Could a "prospective only" rule be crafted that allowed for retroactive legislation under specified circumstances? Probably, though the lobbyists again would try to define those circumstances so as to preserve their opportunities to push through retroactive legislation.

Would such a rule work? I doubt it. Such a rule doesn't address the underlying problem. Unless there were some provision prohibiting the election to Congress of procrastinators, people lacking in time management skills, folks who are inconsiderate of others, and individuals who put the interests of specialized groups above the interests of the nation, the problem facing the IRS and taxpayers as the 2007 tax return filing season approaches will continue to trouble the country for a long time.

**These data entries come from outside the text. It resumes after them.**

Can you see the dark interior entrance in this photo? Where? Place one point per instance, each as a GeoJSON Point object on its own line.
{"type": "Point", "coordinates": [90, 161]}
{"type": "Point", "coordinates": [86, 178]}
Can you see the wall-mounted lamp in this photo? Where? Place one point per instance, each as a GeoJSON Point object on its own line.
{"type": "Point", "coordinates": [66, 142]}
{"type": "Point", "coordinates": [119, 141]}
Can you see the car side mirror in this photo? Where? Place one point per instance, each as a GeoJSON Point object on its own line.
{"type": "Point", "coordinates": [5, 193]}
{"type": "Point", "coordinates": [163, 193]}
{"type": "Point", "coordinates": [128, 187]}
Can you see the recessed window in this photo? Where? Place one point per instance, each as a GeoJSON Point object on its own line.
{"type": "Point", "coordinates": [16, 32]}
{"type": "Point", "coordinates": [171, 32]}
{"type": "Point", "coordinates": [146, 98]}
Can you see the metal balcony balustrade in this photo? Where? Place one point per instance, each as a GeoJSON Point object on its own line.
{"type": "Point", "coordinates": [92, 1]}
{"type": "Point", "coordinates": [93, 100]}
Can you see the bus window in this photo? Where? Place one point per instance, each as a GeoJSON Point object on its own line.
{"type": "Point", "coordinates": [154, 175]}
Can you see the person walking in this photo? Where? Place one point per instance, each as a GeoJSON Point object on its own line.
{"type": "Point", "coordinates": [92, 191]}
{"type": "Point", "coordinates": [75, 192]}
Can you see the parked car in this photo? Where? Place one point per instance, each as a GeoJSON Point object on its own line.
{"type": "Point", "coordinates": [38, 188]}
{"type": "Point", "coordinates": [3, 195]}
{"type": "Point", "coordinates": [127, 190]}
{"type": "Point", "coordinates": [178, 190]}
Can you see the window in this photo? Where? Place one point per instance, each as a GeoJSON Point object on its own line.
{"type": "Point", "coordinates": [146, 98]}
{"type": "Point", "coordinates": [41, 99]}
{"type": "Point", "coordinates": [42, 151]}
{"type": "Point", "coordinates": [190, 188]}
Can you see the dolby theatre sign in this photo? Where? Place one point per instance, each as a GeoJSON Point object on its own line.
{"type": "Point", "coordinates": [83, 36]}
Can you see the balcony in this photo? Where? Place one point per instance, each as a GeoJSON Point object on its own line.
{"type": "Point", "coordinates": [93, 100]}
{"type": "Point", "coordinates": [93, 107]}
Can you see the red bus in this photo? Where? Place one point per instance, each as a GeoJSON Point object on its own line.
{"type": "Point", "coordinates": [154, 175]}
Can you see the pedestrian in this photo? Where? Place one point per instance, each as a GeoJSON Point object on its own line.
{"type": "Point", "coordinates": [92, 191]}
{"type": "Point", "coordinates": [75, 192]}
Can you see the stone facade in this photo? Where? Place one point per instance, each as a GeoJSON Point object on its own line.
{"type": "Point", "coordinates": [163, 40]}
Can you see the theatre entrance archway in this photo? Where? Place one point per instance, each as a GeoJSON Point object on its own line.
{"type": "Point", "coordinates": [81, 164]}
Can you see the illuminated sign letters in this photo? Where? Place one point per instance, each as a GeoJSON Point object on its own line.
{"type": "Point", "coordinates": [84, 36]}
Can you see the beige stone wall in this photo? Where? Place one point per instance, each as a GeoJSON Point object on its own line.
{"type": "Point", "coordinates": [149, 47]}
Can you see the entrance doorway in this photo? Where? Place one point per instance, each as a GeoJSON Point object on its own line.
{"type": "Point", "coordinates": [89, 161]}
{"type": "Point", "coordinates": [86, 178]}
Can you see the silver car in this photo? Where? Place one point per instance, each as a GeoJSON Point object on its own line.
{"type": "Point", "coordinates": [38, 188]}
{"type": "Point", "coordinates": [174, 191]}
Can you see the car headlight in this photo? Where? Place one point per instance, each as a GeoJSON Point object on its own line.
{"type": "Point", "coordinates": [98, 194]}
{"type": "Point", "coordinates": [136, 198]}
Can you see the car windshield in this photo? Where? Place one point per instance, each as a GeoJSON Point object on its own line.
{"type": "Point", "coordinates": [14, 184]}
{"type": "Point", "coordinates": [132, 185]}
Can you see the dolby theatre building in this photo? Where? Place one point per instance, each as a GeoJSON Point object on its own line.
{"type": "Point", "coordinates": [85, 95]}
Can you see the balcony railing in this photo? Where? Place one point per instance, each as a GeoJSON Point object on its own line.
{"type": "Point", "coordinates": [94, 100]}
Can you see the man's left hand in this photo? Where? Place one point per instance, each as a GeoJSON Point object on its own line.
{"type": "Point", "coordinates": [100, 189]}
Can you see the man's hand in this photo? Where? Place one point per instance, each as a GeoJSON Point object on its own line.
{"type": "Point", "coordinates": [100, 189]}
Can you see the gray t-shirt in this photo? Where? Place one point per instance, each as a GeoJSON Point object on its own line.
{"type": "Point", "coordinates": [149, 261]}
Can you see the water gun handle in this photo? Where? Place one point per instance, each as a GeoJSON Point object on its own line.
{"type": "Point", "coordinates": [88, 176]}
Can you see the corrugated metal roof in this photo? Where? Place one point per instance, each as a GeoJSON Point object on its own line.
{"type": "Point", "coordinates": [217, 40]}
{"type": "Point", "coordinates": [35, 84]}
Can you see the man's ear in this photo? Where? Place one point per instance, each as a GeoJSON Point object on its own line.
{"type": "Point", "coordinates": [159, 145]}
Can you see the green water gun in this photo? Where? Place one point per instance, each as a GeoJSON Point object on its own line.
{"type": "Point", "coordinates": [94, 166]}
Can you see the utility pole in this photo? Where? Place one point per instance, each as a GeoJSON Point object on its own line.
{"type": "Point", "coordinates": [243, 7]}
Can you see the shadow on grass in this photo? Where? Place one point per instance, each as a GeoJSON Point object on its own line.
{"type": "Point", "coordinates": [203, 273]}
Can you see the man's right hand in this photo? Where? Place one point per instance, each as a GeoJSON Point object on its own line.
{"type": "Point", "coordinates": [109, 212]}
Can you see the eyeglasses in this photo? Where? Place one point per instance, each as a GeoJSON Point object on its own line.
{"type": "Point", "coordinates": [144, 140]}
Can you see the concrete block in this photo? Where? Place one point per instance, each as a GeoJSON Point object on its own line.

A prospective only rule would make the AMT problem worse. It would prevent the Congress from fixing the problem in time for the 2007 tax year. So perhaps a different sort of rule is required. Perhaps the Constitution ought to provide that until the Congress finishes its work, no member is permitted to return home to campaign or to engage in campaign fund-raising. Members of Congress need to learn that they were elected to serve, not to devote substantial amounts of energy to preparing for, and seeking, another term. If they want another term, then they can earn it by doing their job in a timely and competent way, for which a reward can be re-election. Voters, though, need to stop re-electing members of Congress because of yet more promises likely to go unfulfilled or because of favors granted. Perhaps a practice used in many other organizations would make sense, namely, after serving a term (or perhaps two in the House), a member must stand down for one or two terms before being again eligible to return. That sort of rule might encourage members of Congress to focus on their legislative work.

It's not just the tax law that is affected, though that is the area with which I am most familiar. It's a problem that affects every area of federal law, and that has manifested itself on several occasions in the partial shut-down of the federal government. It's a problem that makes one wonder where Congress has its scheduling priorities.

So don't panic when you cannot find tax forms later this year or even in January. Do, however, be certain that you have the most recent version. And then hope that the forms aren't changed yet again after you file your 2007 return. Yes, that has happened. Yes, it can happen again.